Onion skins show you the position of the figures in previous or subsequent key frames when editing a key frame. They are only shown in the frame editor canvas and not when playing or exporting an animation. By being able to see the relative position of figures in neighbouring frames it makes it easy to judge the amount of movement that should be applied to a figure to create realistic and fluid movements. In traditional hand drawn animation, this is often done using tracing paper (originally made from actual onion skins) or light boxes.

Background Onion Skin

The background onion skin is similar to the onion skins in Pivot v2, except that they are in colour and semi-transparent. They show all the figures from the previous frame only and are displayed behind all the figures in the frame editing area, but in-front of the background image. This is so that they don't have to be redrawn every time a figure is moved and so makes moving figures faster.

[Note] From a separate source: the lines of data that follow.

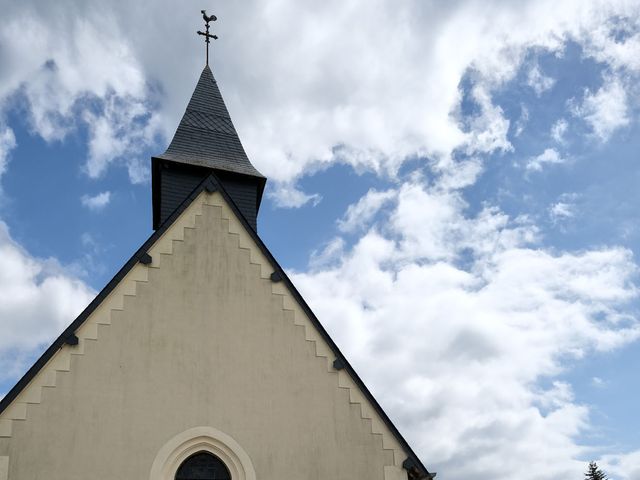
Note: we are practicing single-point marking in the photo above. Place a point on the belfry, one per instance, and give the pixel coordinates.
(199, 360)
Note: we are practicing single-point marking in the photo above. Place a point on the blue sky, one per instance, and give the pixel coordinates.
(452, 187)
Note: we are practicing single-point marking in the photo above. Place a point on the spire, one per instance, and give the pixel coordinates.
(205, 141)
(206, 136)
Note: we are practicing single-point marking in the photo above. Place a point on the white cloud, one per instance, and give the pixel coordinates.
(559, 130)
(351, 95)
(605, 110)
(549, 157)
(96, 202)
(7, 143)
(522, 121)
(561, 210)
(38, 299)
(287, 195)
(475, 313)
(624, 466)
(539, 81)
(360, 214)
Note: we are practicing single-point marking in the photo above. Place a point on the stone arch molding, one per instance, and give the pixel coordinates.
(202, 439)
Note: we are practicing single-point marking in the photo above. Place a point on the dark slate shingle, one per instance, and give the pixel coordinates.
(206, 136)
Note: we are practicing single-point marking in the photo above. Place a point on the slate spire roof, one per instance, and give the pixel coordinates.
(206, 136)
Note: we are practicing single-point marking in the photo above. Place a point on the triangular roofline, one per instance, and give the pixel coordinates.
(415, 468)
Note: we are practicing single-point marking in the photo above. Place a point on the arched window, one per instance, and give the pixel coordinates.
(203, 466)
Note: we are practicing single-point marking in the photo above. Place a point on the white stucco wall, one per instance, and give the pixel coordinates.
(201, 340)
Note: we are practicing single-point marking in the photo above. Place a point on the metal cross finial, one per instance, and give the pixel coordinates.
(207, 35)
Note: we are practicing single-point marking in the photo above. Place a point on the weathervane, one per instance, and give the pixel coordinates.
(206, 34)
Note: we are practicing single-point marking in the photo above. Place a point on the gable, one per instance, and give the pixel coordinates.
(206, 327)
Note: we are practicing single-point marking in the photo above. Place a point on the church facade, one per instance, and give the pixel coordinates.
(200, 359)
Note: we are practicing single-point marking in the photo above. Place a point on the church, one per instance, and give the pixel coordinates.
(199, 360)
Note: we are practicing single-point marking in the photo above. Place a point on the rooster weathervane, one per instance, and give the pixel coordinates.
(206, 34)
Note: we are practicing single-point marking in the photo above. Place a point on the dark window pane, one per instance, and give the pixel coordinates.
(203, 466)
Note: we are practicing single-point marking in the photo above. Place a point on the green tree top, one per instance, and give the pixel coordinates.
(594, 472)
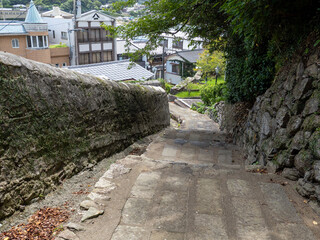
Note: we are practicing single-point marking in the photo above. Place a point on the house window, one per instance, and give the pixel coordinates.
(64, 35)
(37, 41)
(94, 35)
(84, 58)
(175, 68)
(82, 36)
(15, 43)
(40, 42)
(165, 43)
(177, 44)
(107, 56)
(96, 57)
(105, 37)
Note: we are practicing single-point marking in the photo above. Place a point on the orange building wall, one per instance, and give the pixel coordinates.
(60, 56)
(40, 55)
(6, 45)
(50, 56)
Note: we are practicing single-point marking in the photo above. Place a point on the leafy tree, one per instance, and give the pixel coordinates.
(86, 5)
(255, 35)
(209, 61)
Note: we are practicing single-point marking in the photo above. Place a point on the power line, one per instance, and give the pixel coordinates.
(15, 18)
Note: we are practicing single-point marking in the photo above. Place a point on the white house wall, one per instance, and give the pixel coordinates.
(84, 48)
(59, 25)
(83, 24)
(107, 46)
(96, 47)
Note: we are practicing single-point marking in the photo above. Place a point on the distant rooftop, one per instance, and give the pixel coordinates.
(12, 28)
(116, 70)
(33, 15)
(56, 12)
(191, 55)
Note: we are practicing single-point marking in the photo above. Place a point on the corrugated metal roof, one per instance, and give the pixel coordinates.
(6, 29)
(116, 71)
(33, 15)
(191, 56)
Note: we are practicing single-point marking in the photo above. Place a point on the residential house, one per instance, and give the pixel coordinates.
(56, 12)
(92, 43)
(116, 71)
(87, 40)
(18, 12)
(123, 49)
(181, 64)
(172, 44)
(29, 39)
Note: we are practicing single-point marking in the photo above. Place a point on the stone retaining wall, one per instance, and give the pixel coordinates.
(282, 130)
(55, 122)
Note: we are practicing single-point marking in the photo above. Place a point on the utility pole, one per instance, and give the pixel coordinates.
(74, 33)
(163, 48)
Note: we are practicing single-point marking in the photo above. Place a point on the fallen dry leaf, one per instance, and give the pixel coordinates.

Selected Figure Onion Skins

The selected figure onion skins show onion skins from multiple previous key frames for the selected figure only. If multiple figures are selected then they are not shown. These onion skins are shown just behind the selected figure and so can normally be seen even when the editing area is filled with figures. They are shown in colour and are semi-transparent with the amount of transparency increasing the further away that frame is from the frame being edited.
A selected figure and its onion skins showing its position in 4 previous frames
Onion skins are not shown when the animation is played or exported
The number of selected figure onion skins can be changed from 0-9 in the options window. There is also a check-box that enables showing onion skins of subsequent frames when editing a frame in the middle of an animation (Show Ahead). Displaying this kind of onion skin can slow down the movement of figures in the frame editing canvas, so if it becomes to slow try setting the number of onion skins to zero. The number of onion skins is set to zero by default for this reason.
The selected figure onion skins work by giving each figure an ID number that associates it with the same figure in other frames. When you add a new figure to the editing area or duplicate a figure, the new figures will be given a new unique ID. When you add frames to the time-line, the figures keep their ID's so that the same figure has the same ID across all the frames that it appears in. This means that if you delete and then add a figure then you won't see these onion skins for it since it will then have a new ID. The ID for the selected figure can be seen in the status bar below the canvas.
After loading a Pivot v2 or v3 animation, you won't see these onion skins until you start adding new frames, because figures will have a unique ID in all frames. This is because Pivot v2 and v3 didn't support this kind of onion skin and so the PIV file doesn't store the figure IDs.